We had a few responses to our previous post here, we followed all input and it did not make a slightest bit of improvment. The interesting thing was all emissions were spot on, all voltages exact,

Our next thought was an issue with the turbo. Turbo was in perfect operating condition and free running. We checked the hard line between the turbo and the pop off valve, no carbon.

Then we checked the pop off valve and it seemed a bit sluggish in its operation. I ordered a kit, and a new valve and spring. We installed the above parts and still the same problem extisted. We even removed the exhaust system to make sure we did not have a plugged exhaust, no change.

We reposted and no new information offered. So I decided to just drive the car on the freeway and watch the gauges to see if there was something that we may have missed. If I throttled up easily beyond the afore mentioned 4000 rpm, pressing lightly on the throttle it accele:UK:rated fine. If I pushed the pedal hard it ran up to 4000 grand then it started to rev limit on and off, on and off.

Thats when I noticed when hammering the throttle the boost jumped up + 11 pounds and the rev limiting started. I installed a test boost gauge to double check the one in the car. The numbers and results were the same.

So my conclusion was for some reason the boost was exceeding the built in limiter and it was shutting the fuel supply off, not long enough to starve it but just enough to cause a hesitation under hard accell.

We went back to the turbo and rechecked everything, and finally found the problem. While the pop off valve was operating perfectly and worked as intended. What we did find was a worn valve stem hole in the cast iron pop off valve housing. It was worn oval and was causing the valve to stay shut under load allowing the turbo pressure to build up and shut down the fuel supply.

We removed the valve and machined the oval stem hole round, then we machined a phosphor bronze valve guide and pressed it in place. We then reemed to fit, with the heat generated in that area we allowed more clearance than we would with engine valve guides. Due to heat expansion of both the valve stem and pop off valve housing we allowed .007 clearance.

We reassembled the valve and fired the motor up. Took it our for a quick road test and problem solved. The car is now a rocket, fast hard throttle accelleration up to 7 grand.
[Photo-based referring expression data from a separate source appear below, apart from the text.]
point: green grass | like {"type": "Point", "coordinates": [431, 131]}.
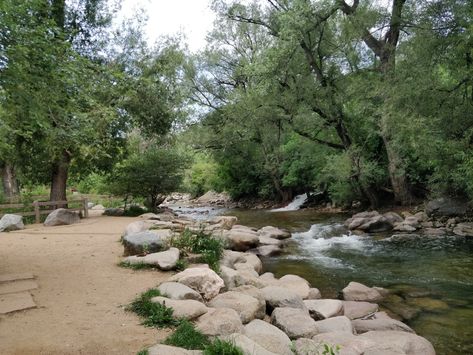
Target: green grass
{"type": "Point", "coordinates": [154, 314]}
{"type": "Point", "coordinates": [187, 337]}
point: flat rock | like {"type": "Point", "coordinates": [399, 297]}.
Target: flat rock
{"type": "Point", "coordinates": [354, 309]}
{"type": "Point", "coordinates": [326, 308]}
{"type": "Point", "coordinates": [203, 280]}
{"type": "Point", "coordinates": [268, 336]}
{"type": "Point", "coordinates": [295, 322]}
{"type": "Point", "coordinates": [13, 302]}
{"type": "Point", "coordinates": [178, 291]}
{"type": "Point", "coordinates": [187, 309]}
{"type": "Point", "coordinates": [219, 321]}
{"type": "Point", "coordinates": [61, 217]}
{"type": "Point", "coordinates": [356, 291]}
{"type": "Point", "coordinates": [248, 307]}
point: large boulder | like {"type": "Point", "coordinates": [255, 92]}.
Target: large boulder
{"type": "Point", "coordinates": [356, 291]}
{"type": "Point", "coordinates": [11, 222]}
{"type": "Point", "coordinates": [276, 296]}
{"type": "Point", "coordinates": [178, 291]}
{"type": "Point", "coordinates": [203, 280]}
{"type": "Point", "coordinates": [295, 322]}
{"type": "Point", "coordinates": [269, 337]}
{"type": "Point", "coordinates": [445, 206]}
{"type": "Point", "coordinates": [146, 242]}
{"type": "Point", "coordinates": [326, 308]}
{"type": "Point", "coordinates": [61, 217]}
{"type": "Point", "coordinates": [219, 321]}
{"type": "Point", "coordinates": [186, 309]}
{"type": "Point", "coordinates": [246, 306]}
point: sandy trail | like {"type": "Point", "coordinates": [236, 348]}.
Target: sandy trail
{"type": "Point", "coordinates": [81, 291]}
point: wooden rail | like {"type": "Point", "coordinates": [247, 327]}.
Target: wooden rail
{"type": "Point", "coordinates": [37, 211]}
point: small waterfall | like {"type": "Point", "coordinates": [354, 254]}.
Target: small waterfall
{"type": "Point", "coordinates": [296, 204]}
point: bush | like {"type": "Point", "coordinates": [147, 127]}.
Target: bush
{"type": "Point", "coordinates": [154, 314]}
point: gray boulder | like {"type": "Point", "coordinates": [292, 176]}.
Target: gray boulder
{"type": "Point", "coordinates": [146, 242]}
{"type": "Point", "coordinates": [178, 291]}
{"type": "Point", "coordinates": [61, 217]}
{"type": "Point", "coordinates": [268, 336]}
{"type": "Point", "coordinates": [11, 222]}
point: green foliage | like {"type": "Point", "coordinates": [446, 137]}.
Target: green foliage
{"type": "Point", "coordinates": [210, 248]}
{"type": "Point", "coordinates": [154, 314]}
{"type": "Point", "coordinates": [187, 337]}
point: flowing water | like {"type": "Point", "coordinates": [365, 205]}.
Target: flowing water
{"type": "Point", "coordinates": [430, 278]}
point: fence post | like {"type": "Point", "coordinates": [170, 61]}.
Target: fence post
{"type": "Point", "coordinates": [85, 201]}
{"type": "Point", "coordinates": [36, 212]}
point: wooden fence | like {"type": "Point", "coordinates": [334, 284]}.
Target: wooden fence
{"type": "Point", "coordinates": [37, 211]}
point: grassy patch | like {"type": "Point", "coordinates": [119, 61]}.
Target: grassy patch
{"type": "Point", "coordinates": [187, 337]}
{"type": "Point", "coordinates": [154, 314]}
{"type": "Point", "coordinates": [208, 246]}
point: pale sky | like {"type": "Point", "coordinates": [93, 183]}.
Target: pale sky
{"type": "Point", "coordinates": [166, 17]}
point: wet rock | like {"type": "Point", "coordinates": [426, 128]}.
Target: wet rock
{"type": "Point", "coordinates": [11, 222]}
{"type": "Point", "coordinates": [326, 308]}
{"type": "Point", "coordinates": [269, 337]}
{"type": "Point", "coordinates": [219, 321]}
{"type": "Point", "coordinates": [203, 280]}
{"type": "Point", "coordinates": [334, 324]}
{"type": "Point", "coordinates": [354, 310]}
{"type": "Point", "coordinates": [295, 322]}
{"type": "Point", "coordinates": [246, 306]}
{"type": "Point", "coordinates": [61, 217]}
{"type": "Point", "coordinates": [178, 291]}
{"type": "Point", "coordinates": [356, 291]}
{"type": "Point", "coordinates": [187, 309]}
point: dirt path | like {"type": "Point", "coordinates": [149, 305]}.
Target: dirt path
{"type": "Point", "coordinates": [81, 291]}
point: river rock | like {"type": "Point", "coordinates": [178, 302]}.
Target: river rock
{"type": "Point", "coordinates": [219, 321]}
{"type": "Point", "coordinates": [269, 337]}
{"type": "Point", "coordinates": [464, 229]}
{"type": "Point", "coordinates": [295, 322]}
{"type": "Point", "coordinates": [61, 217]}
{"type": "Point", "coordinates": [146, 242]}
{"type": "Point", "coordinates": [203, 280]}
{"type": "Point", "coordinates": [335, 324]}
{"type": "Point", "coordinates": [322, 309]}
{"type": "Point", "coordinates": [11, 222]}
{"type": "Point", "coordinates": [366, 325]}
{"type": "Point", "coordinates": [187, 309]}
{"type": "Point", "coordinates": [276, 296]}
{"type": "Point", "coordinates": [354, 310]}
{"type": "Point", "coordinates": [445, 206]}
{"type": "Point", "coordinates": [356, 291]}
{"type": "Point", "coordinates": [161, 349]}
{"type": "Point", "coordinates": [245, 305]}
{"type": "Point", "coordinates": [178, 291]}
{"type": "Point", "coordinates": [274, 232]}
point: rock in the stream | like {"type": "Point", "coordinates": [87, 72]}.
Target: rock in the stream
{"type": "Point", "coordinates": [358, 292]}
{"type": "Point", "coordinates": [187, 309]}
{"type": "Point", "coordinates": [326, 308]}
{"type": "Point", "coordinates": [295, 322]}
{"type": "Point", "coordinates": [219, 321]}
{"type": "Point", "coordinates": [11, 222]}
{"type": "Point", "coordinates": [354, 309]}
{"type": "Point", "coordinates": [178, 291]}
{"type": "Point", "coordinates": [203, 280]}
{"type": "Point", "coordinates": [276, 296]}
{"type": "Point", "coordinates": [61, 217]}
{"type": "Point", "coordinates": [146, 242]}
{"type": "Point", "coordinates": [269, 337]}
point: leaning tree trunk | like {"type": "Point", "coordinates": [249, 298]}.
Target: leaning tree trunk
{"type": "Point", "coordinates": [10, 185]}
{"type": "Point", "coordinates": [60, 171]}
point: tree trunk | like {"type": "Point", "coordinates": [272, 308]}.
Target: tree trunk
{"type": "Point", "coordinates": [60, 171]}
{"type": "Point", "coordinates": [10, 185]}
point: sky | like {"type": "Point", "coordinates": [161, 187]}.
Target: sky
{"type": "Point", "coordinates": [194, 18]}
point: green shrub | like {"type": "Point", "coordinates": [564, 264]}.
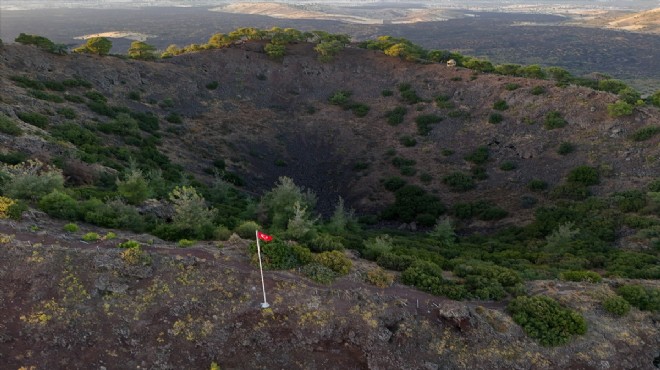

Our initial problem seemed to get worse with higher temps so we blasted up the freeway for 30 plus miles and then returned. This Lotus runs strong and smooth with very nice powerful acceleration, at running temps.

Its now a nice fun car to drive with steady accell and it does run strong. Sorry to be wordy but with these cars getting a bit long in the tooth I'm sure others may or are expierencing the same issue. Turns out to be a rather inexpensive and easy fix. Once you remove the pop odd valve any machine shop can install bronze guide and problem solved. By the time you throw in a new valve, a pop off repair kit and new spring, the whole project should come in under $500.00.